Note. Means (SD). CDR-SB reported as median and range. Reference group for all pairwise comparisons was the Aβ– CN group. MMSE, Mini-Mental Status Examination; CDR-SB, Clinical dementia rating scale, sum of boxes; HADS, Hospital anxiety and depression scale; CVLT-II, California Verbal Learning Test, Second edition; LM, Wechsler Logical memory. ^*p < 0.05; ^**p < 0.001.

Assessments

Demographic and clinical characteristics

Demographic information was collected at the baseline assessment. Age, gender, and medical history were self-reported. The Wechsler Test of Adult Reading (WTAR; [28]) was used to estimate the premorbid intelligence of participants. Clinical disease severity was rated using the Clinical Dementia Rating scale (CDR; [29]). The Mini Mental State Examination (MMSE; [30]) was used to screen for global cognitive function. APOE genotype was determined from genotyping of blood. Assessment of depressive and anxiety symptoms was conducted using Hospital Anxiety and Depression Scale (HADS; [31]).

Neuroimaging

Aβ imaging with positron emission tomography (PET) was conducted using one of three radioligands, that is, Pittsburgh Compound B (PiB), florbetapir, or flutemetamol. The acquisition protocol for each radioligand has been detailed previously [25]. Briefly, a 30-min acquisition was started 40 min after PiB-injection, and 20-min acquisitions were performed 50 min after florbetapir injection and 90 min after flutemetamol injection. For PiB acquisition, standardized uptake value (SUV) data for key regions of interest were summed and normalized to the cerebellar cortex SUV. This resulted in a region-to-cerebellar ratio which was termed SUV ratio (SUVR). For florbetapir, SUVR was generated using the whole cerebellum as the reference region and for flutemetamol, the pons was used as the reference region [32]. Consistent with previous studies, Aβ status was classified as either low (Aβ–) or high (Aβ+). For PiB, an SUVR threshold ≥1.4 was used [32, 33]. For florbetapir and flutemetamol, an SUVR threshold of ≥1.1 and ≥0.62 were employed to discriminate between Aβ– and Aβ+, in accord with results of phase III studies.

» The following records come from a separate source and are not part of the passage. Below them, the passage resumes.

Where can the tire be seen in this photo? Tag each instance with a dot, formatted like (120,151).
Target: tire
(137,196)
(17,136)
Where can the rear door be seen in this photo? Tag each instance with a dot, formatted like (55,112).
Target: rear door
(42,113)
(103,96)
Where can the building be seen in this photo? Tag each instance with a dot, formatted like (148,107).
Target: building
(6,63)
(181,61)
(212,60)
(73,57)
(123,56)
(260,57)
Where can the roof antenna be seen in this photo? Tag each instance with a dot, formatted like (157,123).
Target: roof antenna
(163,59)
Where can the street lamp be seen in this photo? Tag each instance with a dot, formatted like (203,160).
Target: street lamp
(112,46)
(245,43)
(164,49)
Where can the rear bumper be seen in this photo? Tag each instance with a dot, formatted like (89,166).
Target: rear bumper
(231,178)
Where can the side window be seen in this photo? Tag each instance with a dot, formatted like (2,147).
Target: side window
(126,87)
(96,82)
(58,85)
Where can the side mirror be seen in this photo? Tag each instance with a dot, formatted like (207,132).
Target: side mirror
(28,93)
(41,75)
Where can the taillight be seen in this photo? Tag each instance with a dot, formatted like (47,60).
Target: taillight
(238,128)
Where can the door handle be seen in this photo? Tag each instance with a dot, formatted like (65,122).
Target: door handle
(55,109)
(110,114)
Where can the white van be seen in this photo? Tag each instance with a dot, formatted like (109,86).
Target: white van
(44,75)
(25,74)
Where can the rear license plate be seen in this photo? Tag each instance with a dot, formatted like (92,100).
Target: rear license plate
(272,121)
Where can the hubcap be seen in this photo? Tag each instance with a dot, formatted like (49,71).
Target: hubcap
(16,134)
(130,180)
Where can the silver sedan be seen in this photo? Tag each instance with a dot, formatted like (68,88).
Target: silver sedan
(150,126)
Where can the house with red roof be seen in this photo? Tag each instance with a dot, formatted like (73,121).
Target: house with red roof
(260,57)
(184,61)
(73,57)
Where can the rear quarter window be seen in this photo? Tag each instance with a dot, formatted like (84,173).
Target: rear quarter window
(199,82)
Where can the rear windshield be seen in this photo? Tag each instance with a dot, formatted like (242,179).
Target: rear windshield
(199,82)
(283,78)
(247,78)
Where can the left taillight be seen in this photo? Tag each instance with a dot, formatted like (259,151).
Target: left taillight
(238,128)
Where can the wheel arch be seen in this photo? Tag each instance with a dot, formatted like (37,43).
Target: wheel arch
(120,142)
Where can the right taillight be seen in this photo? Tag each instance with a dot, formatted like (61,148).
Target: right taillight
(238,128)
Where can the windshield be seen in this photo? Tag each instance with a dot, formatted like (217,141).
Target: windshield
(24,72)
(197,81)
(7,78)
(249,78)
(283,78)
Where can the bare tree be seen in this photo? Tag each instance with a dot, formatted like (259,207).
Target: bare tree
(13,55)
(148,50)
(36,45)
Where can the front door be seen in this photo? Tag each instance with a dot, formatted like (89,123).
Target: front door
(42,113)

The International Shopping List Test (ISLT)

The ISLT is a 12-item verbal list-learning task consisting of three learning trials and a delayed recall trial [19]. Outcome measures include total number of words recalled at each trial, delayed recall, and a savings score (delayed recall/trial 3), where higher scores equal better performance [22]. For each administration of the ISLT the computer program draws 12 words pseudo-randomly (without replacement) from a set of validated stimuli (n = 128). Thus, participants receive lists consisting of different words, with words used in one assessment, not repeated upon subsequent assessments for that individual. The reliability of the total and delayed recall scores from the ISLT in healthy populations, as well as those with MCI and AD is uniformly high (r_ICC = 0.83– 0.94), while trial by trial reliability is slightly lower (r_ICC = 0.69– 0.92) [19]. Performance on the ISLT was not used in the classification of clinical disease status for any participant.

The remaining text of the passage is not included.